Fetch Kicks Ass
“I am Fetching, leader of the half-orc hoof known as the True Bastards. I need to know who you cocksuckers are and what you are doing in the fucking lots.”
Fetching was once the only female rider in the Lot Lands. Now she is the leader of her own hoof, a band of loyal half orcs sworn to her command. But in the year since she took power, the True Bastards have struggled to survive. Tested to the breaking point by the burdens of leadership, Fetching battles desperately to stave off famine, desertion, and the scorn of the other half-orc chieftains, even as orcs and humans alike threaten the Lots’ very existence. Then an old enemy finds a way to strike at her from beyond the grave–and suddenly only one, faint hope for salvation remains.
Once again, we visit the badlands of Ul-wundulas in all its dirty, and blood smeared glory. Instead of the Intrepid Jackal as the main narrator, we follow Fetch through her turmoil of keeping the hoof from dying off. After the events of the first novel (you can find my review here), we have the Bastards’ home destroyed and their leader killed. Fetching is the new leader of the dwindling band of Bastards. She must confront starvation, hoof politics, and her failing health. All while working to defend the hoof from “Devil Dogs (hyena-like creatures),” and scheming Frails.
Unlike, Jackel, I found Fetch to be a much more sympathetic character and narrator. She often demonstrates a levelheadedness that Jackal did not have, and I found it necessary and well-written for the role she was managing as chief. She is an outcast female character, set within a very male, patriarchal world. This means that she has to have a backbone of steel. But Fetch is a well-rounded character; the steel of her spine is tempered with vulnerability. Also, Fetch is separated from her two best friends who, in the previous novel, offered her a bit of comfort and stability. However, her fierce protectiveness is effectively passed on to the hoof. She will do anything to keep the hoof alive. This includes keeping the spreading sludge filth in her body a secret. This bit of characterization is excellent and believable writing on the Part of Johnathon French.
Worldbuilding in this book is fantastic and an extension of the world that was created in The Gray Bastards. In the story, we learn a bit more about what the world is like outside of Ul-wundulas. This adds even more depth to the world, and I can’t wait to see where French goes with it.
One of the difficulties I had with this book is the pacing. It is not as fast-paced as the first novel. There is quite a bit of action to be sure and some kick-ass fight scenes, but it did not flow as quickly as the first book. This might be due to the change of narrator. It isn’t necessarily a detractor, just very different.
I can’t tell you what happens at the end of this book, because that would ruin the fun.
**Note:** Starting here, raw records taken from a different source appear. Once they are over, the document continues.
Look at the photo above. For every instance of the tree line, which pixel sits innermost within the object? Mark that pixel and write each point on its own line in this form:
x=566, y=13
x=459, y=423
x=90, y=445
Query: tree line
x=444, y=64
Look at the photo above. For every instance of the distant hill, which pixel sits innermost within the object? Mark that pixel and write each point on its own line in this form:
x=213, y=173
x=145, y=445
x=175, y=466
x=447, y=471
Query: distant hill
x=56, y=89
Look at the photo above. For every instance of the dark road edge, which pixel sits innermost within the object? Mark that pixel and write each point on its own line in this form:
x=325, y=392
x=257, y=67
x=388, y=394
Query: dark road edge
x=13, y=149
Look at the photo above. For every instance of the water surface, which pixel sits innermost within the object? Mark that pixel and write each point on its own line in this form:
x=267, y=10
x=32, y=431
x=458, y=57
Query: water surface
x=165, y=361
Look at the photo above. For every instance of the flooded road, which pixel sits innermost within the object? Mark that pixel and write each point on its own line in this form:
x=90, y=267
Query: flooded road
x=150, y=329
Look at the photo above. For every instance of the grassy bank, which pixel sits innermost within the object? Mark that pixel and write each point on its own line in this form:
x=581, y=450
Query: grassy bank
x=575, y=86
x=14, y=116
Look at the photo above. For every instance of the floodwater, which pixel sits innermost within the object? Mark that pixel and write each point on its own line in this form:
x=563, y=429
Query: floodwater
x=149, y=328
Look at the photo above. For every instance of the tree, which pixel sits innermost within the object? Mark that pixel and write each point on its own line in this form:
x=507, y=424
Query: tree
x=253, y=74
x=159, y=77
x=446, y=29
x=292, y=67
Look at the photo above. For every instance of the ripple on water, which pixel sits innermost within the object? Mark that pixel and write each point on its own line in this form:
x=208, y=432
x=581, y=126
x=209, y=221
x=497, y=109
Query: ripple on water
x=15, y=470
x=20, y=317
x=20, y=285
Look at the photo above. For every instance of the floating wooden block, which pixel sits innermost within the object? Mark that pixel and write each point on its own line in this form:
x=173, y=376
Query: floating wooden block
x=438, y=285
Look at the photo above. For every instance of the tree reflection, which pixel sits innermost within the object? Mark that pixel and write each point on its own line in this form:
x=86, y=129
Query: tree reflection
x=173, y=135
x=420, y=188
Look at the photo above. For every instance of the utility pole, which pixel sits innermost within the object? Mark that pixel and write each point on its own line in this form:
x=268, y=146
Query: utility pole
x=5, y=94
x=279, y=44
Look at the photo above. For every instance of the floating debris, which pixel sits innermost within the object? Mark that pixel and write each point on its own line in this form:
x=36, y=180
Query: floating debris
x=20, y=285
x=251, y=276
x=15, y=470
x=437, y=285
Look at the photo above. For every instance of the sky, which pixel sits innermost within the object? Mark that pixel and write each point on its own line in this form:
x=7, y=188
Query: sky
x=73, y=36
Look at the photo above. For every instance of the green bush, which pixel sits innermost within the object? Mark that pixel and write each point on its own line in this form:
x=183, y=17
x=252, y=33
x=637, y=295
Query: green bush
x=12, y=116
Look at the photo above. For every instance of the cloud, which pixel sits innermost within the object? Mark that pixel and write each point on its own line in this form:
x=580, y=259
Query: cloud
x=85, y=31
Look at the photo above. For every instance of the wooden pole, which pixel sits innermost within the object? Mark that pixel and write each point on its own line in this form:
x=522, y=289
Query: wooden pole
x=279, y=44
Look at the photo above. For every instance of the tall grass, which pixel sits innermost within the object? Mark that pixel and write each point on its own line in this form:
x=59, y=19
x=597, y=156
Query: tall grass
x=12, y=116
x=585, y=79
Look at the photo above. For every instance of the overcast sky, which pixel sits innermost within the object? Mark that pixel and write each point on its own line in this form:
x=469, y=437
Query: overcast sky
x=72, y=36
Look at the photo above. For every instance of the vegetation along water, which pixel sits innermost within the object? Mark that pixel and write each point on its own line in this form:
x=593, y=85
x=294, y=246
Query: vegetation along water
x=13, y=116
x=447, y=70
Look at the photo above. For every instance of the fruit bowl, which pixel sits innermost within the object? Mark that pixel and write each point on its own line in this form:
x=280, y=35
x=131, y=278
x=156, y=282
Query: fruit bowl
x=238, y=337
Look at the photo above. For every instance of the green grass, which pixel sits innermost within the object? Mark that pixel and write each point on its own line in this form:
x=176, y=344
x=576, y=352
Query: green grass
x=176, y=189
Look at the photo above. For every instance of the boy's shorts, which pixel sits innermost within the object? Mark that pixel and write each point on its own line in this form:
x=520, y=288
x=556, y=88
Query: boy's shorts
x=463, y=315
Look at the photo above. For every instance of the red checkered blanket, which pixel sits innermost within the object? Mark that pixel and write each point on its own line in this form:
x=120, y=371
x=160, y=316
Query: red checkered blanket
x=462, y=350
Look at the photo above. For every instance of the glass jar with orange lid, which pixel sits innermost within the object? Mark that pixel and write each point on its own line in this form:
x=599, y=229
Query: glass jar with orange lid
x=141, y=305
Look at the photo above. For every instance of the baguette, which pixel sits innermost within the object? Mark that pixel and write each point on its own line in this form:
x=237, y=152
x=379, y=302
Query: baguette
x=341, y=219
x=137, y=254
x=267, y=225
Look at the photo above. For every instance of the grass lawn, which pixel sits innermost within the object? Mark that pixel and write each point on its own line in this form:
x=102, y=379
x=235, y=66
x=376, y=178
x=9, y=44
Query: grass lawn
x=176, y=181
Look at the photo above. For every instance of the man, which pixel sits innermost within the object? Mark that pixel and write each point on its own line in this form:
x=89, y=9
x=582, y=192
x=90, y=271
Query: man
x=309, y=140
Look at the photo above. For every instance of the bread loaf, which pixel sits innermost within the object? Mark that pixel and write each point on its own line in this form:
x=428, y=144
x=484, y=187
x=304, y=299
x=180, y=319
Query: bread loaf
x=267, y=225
But be sure that the next book in the series is set up to be crazy.
This book is a killer. Fetch is a well-written anti-hero. You cheer her on, you sympathize with her, and you want to know what happens next. It is a page-turner with fabulous action. I highly recommend this kick-ass book and can’t wait to read what else happens on the hog.
About The Author
Jonathan French is the author of the Autumn’s Fall Saga and The Grey Bastards. His debut novel, The Exiled Heir, was nominated for Best First Novel at the Georgia Author of the Year Awards in 2012. His second book, The Errantry of Bantam Flyn, rose to #6 on the Kindle Norse/Viking Fantasy bestseller list, proudly sharing the top ten with Neil Gaiman. His newest work, The Grey Bastards, is best described as “Sons of Anarchy…with half-orcs” and is poised to be his biggest seller to date. The book is currently a finalist in The Self-Published Fantasy Blog-Off #SPFBO. An outspoken advocate on the merits and future of independent publishing, Jonathan has led panel discussions at conventions such as DragonCon, TimeGate, and CONjuration. Recently, Jonathan had the pleasure of being featured in an episode of the web-series Retroblasting as a consultant on the cultural impact of the Dungeons & Dragons franchise.